Mainstream broadcasters on commercial
channels such as TVNZ and TV3 have shown a commitment to using Māori
live on air and ignore critics who complain of feeling excluded.
TV presenter Kanoa Lloyd uses te reo words on her prime-time show.
Television
news presenter Kanoa Lloyd, of Māori descent, began introducing te reo
words to her weather reports in 2015 and received a torrent of
complaints and online abuse. She has continued to use te reo on her
prime-time show The Project. The governor-general, Dame Patsy
Reddy, revealed this year that she had started learning te reo, but said
she was concerned about the shortage of Māori teachers nationwide.

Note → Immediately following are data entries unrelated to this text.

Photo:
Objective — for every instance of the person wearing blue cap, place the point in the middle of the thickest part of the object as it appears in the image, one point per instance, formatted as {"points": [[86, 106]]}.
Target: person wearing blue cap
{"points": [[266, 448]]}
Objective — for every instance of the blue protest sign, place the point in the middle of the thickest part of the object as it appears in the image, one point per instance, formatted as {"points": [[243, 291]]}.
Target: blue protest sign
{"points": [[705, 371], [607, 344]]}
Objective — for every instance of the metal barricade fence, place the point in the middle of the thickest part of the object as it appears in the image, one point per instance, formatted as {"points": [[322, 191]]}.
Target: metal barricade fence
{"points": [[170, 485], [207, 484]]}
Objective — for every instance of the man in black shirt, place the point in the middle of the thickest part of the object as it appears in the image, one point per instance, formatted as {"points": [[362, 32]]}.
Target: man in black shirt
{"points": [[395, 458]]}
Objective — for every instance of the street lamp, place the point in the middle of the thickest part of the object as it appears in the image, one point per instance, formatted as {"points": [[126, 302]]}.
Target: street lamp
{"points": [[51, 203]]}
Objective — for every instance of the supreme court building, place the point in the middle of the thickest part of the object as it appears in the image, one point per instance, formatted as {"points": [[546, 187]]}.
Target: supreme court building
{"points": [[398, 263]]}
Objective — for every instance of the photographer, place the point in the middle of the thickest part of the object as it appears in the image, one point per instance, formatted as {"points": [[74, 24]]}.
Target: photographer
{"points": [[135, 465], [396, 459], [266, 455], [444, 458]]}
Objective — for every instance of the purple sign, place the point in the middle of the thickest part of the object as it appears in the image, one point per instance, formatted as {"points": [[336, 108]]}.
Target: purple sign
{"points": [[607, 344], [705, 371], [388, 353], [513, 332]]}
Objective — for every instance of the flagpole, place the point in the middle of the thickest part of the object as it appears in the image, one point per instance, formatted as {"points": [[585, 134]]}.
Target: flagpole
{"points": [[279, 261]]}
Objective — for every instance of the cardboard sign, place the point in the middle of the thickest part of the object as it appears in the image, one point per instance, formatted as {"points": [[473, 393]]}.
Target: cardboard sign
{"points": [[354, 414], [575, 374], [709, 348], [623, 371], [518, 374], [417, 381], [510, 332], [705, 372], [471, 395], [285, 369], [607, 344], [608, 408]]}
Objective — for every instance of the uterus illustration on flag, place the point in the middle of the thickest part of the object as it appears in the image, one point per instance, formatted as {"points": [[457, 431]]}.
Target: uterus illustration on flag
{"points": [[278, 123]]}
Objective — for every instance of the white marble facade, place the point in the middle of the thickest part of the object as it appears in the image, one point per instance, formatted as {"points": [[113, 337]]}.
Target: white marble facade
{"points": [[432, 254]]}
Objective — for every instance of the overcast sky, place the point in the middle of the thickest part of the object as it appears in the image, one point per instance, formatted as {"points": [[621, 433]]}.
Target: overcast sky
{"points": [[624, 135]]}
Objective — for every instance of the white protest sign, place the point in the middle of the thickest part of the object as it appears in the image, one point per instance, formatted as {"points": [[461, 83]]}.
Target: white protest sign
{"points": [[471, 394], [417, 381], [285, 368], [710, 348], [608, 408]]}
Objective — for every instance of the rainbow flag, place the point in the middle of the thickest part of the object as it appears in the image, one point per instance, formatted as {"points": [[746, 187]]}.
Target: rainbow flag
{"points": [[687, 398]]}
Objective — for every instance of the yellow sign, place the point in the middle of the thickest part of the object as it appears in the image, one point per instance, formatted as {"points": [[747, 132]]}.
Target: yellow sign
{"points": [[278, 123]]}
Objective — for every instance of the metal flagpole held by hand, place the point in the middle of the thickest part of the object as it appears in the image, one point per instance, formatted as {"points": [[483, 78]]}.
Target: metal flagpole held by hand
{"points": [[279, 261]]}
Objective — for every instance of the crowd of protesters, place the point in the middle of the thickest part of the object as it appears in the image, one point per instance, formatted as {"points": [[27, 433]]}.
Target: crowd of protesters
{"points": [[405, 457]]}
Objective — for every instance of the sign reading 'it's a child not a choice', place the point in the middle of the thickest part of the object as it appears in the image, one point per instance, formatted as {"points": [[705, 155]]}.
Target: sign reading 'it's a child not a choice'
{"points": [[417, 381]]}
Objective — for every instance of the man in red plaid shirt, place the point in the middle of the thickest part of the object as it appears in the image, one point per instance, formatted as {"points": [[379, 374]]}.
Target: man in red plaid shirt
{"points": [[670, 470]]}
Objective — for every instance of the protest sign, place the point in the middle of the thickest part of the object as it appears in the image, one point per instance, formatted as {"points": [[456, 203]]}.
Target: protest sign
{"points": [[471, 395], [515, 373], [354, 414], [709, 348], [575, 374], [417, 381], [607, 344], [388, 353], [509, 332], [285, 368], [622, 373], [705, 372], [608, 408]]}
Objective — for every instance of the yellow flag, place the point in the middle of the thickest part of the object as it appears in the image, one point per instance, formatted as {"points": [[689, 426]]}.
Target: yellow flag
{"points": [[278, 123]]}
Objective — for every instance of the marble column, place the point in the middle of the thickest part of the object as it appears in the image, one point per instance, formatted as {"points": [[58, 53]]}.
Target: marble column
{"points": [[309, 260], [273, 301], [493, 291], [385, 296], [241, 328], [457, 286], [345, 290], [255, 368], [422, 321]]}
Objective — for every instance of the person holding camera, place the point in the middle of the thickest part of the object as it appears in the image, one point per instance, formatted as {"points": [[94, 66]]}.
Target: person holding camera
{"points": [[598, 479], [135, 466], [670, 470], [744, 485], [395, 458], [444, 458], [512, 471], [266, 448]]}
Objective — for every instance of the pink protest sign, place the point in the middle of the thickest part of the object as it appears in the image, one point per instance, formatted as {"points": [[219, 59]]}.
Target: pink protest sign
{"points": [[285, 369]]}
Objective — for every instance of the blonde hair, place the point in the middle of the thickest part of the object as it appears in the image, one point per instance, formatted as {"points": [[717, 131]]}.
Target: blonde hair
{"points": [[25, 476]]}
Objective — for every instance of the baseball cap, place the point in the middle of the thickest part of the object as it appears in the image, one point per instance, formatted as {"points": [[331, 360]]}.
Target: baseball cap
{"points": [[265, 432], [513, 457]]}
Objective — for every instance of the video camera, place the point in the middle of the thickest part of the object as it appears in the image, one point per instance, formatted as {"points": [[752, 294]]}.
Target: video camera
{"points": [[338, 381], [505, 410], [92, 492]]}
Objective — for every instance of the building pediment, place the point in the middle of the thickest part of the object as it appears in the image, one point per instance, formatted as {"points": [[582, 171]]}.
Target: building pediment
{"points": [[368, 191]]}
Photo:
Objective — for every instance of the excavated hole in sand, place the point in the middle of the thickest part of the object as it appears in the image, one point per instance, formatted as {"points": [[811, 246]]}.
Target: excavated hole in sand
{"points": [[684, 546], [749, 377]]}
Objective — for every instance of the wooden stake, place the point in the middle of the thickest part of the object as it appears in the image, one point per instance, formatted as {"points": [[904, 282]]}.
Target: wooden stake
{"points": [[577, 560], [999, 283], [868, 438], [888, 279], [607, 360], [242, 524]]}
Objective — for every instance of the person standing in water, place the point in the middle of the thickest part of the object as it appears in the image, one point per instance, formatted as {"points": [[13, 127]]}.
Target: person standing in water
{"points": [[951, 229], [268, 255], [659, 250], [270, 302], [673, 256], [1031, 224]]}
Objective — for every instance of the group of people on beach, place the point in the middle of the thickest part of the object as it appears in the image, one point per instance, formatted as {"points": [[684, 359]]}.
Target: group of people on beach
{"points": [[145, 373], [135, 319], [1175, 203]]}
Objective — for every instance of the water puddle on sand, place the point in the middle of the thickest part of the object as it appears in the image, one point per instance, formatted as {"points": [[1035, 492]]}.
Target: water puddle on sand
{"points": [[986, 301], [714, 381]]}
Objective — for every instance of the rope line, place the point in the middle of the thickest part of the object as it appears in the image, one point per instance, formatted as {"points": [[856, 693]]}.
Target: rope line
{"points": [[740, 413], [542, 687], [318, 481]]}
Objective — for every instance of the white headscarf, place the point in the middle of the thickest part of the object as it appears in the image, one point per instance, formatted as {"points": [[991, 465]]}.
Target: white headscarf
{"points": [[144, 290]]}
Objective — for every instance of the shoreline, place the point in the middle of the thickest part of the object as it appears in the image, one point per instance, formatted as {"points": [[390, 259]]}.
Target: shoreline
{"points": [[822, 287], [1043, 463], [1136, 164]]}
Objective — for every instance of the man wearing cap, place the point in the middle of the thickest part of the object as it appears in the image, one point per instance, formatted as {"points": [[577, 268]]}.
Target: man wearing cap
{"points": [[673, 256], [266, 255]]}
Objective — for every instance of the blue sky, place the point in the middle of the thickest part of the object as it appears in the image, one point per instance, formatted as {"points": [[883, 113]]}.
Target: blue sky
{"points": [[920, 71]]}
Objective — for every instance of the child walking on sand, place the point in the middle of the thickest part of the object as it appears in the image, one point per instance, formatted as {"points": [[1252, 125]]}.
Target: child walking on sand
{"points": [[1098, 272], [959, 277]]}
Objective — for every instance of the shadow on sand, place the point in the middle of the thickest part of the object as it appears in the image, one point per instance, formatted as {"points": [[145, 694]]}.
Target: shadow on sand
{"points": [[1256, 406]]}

Last week the Labour minister Kelvin Davis held a hui
[meeting] with Māori language experts, seeking their advice on how to
get more New Zealand teachers speaking the language, so they could teach
eager students. Davis is himself a conversational Māori speaker. “We
want them to have the confidence and competence to be able to weave te
reo into their lessons, [and] to normalise te reo in the classroom,” he
said.
“We want all New Zealanders to feel that te reo is just a
normal part of our lives and that we can switch in and out of languages
as we see fit.”
Māori language experts say the language has never
been more widely used, normalised or respected. The dark days, they say,
of Māori speakers being beaten and punished are long gone.
“I
think there is increasing awareness that there is intrinsic value in
learning te reo, that it is the language of this country,” said Dr
Arapera Bella Ngaha, who is studying the revitalisation of te reo at
Auckland university. She relearned te reo as an adult after she was
banned from using it at boarding school. “It has become cool and I am
very happy about that. For a long time we thought it was over.”